Parte Prima - Incontro Inatteso

Carissimo Danvan non so ancora come sdebitarmi per tutto il tempo che ho potuto trascorrere nella tua casa,» disse Damon mentre guardava ancora una volta la famiglia che l'aveva ospitato schierata fuori dalla sua dimora.
«Damon Kadarin, sono io che ti devo ringraziare: in questi mesi mi hai permesso di comprendere tante cose che prima mi erano misteriose e mi hai aiutato con i miei figli,» rispose Danvan.
«Ma figurati, è stato comunque interessante anche per me.»
«Ciao Damon, ciao: torna a trovarci.» dissero insieme Alaric e Cyrill.
«Un giorno tornerò, oppure un giorno sarete voi a venire a trovare me: solo gli dèi possono saperlo. Ma mi raccomando, ora mi promettete che farete i bravi e sarete ubbidienti con la mamma e il papà?»
«Certo!» dissero i piccoli abbassando un po' gli occhi.
«Domna Leonora: avervi incontrato è stato un piacere e spero di non avervi arrecato troppo disturbo.»
«No, Damon, come ha detto mio marito è stato bello avervi avuto ospite durante questo periodo,» rispose Leonora.
Damon si avvicinò al suo cavallo e vi montò sopra: «Arrivederci, amici, non vi dimenticherò!»
«Arrivederci!» fu la risposta corale.
I due bimbi urlarono come se fosse un momento eccitante per tutti. Damon nascose il dispiacere che stava provando nel lasciare quella famiglia così ospitale e si rese conto che i sentimenti erano reciproci, perché sentiva che anche Danvan e Leonora stavano soffrendo per questa separazione.
Negli ultimi cinque mesi, Damon aveva dimorato a Carcosa. Si era fermato perché aveva saputo dell'esistenza di una piccola raccolta di volumi che forse poteva servirgli per i suoi studi.
Aveva alloggiato presso la casa di Danvan Delleray che era stato un suo compagno a Nevarsin. L'aveva incrociato per caso, mentre entrava in città ed era stato così che, anziché nella solita locanda, aveva potuto alloggiare in una casa e, più di tutto, aveva potuto godere del calore di una famiglia.
Tra un volume e l'altro, aveva così aiutato Danvan ed aveva anche insegnato ai suoi figli a leggere e a scrivere.
La minuta raccolta di scritti era custodita da una vecchia nobile vedova con la quale dapprima dovette combattere per riuscire ad ottenere la possibilità di accedere ai volumi. In seguito i due trovarono un punto d'incontro, ed anzi, alla fine erano diventati amici. La sera precedente era scoppiata in lacrime alla notizia che il giovane non sarebbe più tornato.
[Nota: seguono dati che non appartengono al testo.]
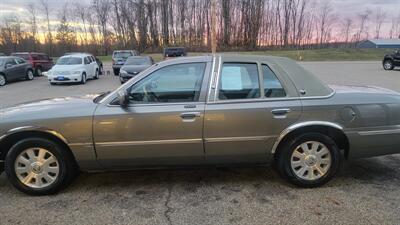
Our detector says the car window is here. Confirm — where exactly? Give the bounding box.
[262,64,286,98]
[128,63,206,104]
[15,58,25,64]
[31,54,40,60]
[125,57,152,65]
[6,58,17,65]
[84,57,90,64]
[56,57,82,65]
[113,51,133,58]
[218,63,260,100]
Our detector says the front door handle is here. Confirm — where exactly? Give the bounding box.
[180,112,201,119]
[271,108,291,118]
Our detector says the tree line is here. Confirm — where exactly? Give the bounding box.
[0,0,400,56]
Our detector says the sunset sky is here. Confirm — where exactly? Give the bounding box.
[0,0,399,38]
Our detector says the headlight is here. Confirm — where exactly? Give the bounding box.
[120,69,128,75]
[72,71,81,74]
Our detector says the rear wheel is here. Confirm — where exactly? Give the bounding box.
[94,69,99,79]
[113,69,119,76]
[275,133,341,188]
[383,60,394,70]
[5,138,77,195]
[0,74,6,86]
[26,70,34,81]
[35,67,43,76]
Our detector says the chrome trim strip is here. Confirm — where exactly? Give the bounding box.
[358,129,400,136]
[205,136,274,143]
[96,139,203,147]
[271,121,344,154]
[69,143,93,147]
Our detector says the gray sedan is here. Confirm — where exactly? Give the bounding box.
[1,55,400,195]
[0,56,34,86]
[119,56,154,84]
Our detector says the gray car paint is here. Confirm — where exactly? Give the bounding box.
[0,56,33,83]
[1,55,400,172]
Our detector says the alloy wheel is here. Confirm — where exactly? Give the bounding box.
[384,61,393,70]
[290,141,332,181]
[0,75,5,86]
[27,70,34,80]
[14,148,60,189]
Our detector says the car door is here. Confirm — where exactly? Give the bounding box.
[4,58,19,81]
[93,60,211,169]
[83,57,92,77]
[15,57,29,77]
[90,56,98,75]
[204,57,302,164]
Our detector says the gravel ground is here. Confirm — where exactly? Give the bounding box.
[0,61,400,225]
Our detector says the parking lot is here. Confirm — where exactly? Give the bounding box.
[0,61,400,225]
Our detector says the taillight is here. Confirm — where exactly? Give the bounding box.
[112,59,115,64]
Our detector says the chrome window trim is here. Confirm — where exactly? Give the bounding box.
[271,121,344,154]
[96,139,203,147]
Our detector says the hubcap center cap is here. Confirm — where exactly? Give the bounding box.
[305,155,317,166]
[31,162,43,174]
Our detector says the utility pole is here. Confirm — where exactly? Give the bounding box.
[211,0,217,53]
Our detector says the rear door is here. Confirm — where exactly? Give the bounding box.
[204,56,302,164]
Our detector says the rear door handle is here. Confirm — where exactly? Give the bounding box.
[180,112,201,119]
[271,108,291,117]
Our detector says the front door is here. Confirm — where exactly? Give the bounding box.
[93,62,210,168]
[204,61,302,164]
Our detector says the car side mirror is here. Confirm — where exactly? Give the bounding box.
[5,63,12,69]
[117,90,129,107]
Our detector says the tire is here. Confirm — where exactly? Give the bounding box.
[80,73,87,84]
[99,65,103,75]
[0,74,6,86]
[35,67,43,76]
[26,70,34,81]
[4,138,77,195]
[383,60,394,70]
[94,69,99,80]
[113,69,119,76]
[275,132,341,188]
[50,82,56,85]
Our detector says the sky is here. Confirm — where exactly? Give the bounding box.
[0,0,399,38]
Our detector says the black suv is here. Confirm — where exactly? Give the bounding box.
[163,47,187,60]
[383,50,400,70]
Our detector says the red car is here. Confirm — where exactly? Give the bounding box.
[11,52,54,76]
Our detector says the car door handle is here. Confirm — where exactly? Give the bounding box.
[180,112,201,119]
[271,108,291,116]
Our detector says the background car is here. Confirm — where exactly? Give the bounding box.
[0,56,34,86]
[383,50,400,70]
[163,47,187,59]
[112,50,138,75]
[64,52,103,75]
[47,54,99,85]
[119,56,154,84]
[11,52,53,76]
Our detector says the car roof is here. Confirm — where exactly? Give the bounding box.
[11,52,46,55]
[127,56,151,59]
[59,54,89,58]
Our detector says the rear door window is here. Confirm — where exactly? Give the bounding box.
[218,63,260,100]
[262,65,286,98]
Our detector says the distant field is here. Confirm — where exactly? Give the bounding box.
[97,48,392,62]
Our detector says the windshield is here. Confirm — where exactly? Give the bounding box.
[57,57,82,65]
[113,52,132,58]
[125,57,151,65]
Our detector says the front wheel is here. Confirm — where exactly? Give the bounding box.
[275,133,341,188]
[80,73,87,84]
[0,74,6,86]
[5,138,77,195]
[383,60,394,70]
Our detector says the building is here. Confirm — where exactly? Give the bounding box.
[357,39,400,49]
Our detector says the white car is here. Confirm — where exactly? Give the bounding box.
[47,54,99,85]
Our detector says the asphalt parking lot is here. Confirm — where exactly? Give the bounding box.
[0,61,400,225]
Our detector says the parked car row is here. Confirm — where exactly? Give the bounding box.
[0,47,189,87]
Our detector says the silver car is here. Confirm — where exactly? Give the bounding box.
[1,55,400,195]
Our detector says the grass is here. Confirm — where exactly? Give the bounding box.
[97,48,393,63]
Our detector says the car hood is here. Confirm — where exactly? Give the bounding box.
[329,85,399,95]
[121,65,150,73]
[0,95,99,122]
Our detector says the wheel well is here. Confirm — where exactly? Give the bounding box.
[0,131,78,166]
[274,125,350,159]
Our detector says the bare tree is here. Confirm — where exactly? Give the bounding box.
[40,0,53,56]
[374,8,386,39]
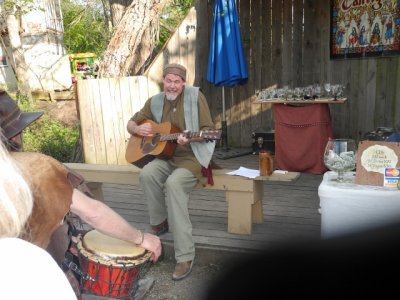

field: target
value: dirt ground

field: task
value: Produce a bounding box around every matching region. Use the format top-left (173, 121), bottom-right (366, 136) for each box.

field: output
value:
top-left (142, 258), bottom-right (224, 300)
top-left (36, 99), bottom-right (79, 126)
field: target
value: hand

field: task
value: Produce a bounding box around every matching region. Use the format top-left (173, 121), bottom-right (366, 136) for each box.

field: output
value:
top-left (136, 123), bottom-right (153, 136)
top-left (141, 232), bottom-right (162, 262)
top-left (177, 130), bottom-right (190, 145)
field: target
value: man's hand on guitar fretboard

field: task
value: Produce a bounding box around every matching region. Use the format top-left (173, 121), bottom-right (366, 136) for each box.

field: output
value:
top-left (178, 129), bottom-right (221, 144)
top-left (177, 131), bottom-right (191, 145)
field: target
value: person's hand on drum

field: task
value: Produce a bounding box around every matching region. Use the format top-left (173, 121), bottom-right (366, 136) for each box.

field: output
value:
top-left (141, 232), bottom-right (162, 262)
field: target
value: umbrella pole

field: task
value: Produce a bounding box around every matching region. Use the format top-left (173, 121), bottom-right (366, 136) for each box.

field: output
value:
top-left (221, 87), bottom-right (229, 151)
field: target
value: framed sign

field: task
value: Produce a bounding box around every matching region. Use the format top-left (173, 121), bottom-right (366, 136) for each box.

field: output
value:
top-left (330, 0), bottom-right (400, 59)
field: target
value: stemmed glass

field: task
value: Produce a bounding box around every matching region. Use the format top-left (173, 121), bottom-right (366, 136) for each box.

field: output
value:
top-left (331, 84), bottom-right (344, 100)
top-left (324, 83), bottom-right (331, 98)
top-left (304, 85), bottom-right (313, 100)
top-left (313, 84), bottom-right (323, 99)
top-left (293, 87), bottom-right (303, 100)
top-left (324, 139), bottom-right (357, 182)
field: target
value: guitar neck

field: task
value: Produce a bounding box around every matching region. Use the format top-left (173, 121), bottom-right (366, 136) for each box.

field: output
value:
top-left (160, 132), bottom-right (202, 141)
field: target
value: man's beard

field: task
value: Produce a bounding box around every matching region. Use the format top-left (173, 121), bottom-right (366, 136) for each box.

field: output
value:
top-left (165, 93), bottom-right (178, 101)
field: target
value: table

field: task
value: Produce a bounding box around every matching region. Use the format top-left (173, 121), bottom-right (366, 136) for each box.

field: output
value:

I volumi che Damon aveva trovato erano stati interessanti. Racconti, alcune volte leggendari, su avvenimenti di Darkover, lunghi elenchi di incroci tra famiglie, risalenti alle Ere del Caos e poi libri sui medicamenti, sugli animali e le piante. Aveva trovato anche un libro sulla sessualità: "certe cose non cambiano mai" si era detto scovando quel tomo impolverato in un angolo nascosto della libreria.
Finiti i suoi studi, però, aveva sentito il bisogno di cambiare. Non sapeva ancora bene dove dirigersi; pensava prima di tutto di andare a Neskaya a trovare la Custode che ben conosceva per parlarle di quello che aveva trovato in questi anni di ricerche e poi si sarebbe diretto a Castel Aldaran: in fondo erano passati due anni dalla sua ultima visita.
Dentro di sé sapeva che sarebbe successo qualche cosa, perché il suo donas gli aveva rivelato un cambiamento molto vicino.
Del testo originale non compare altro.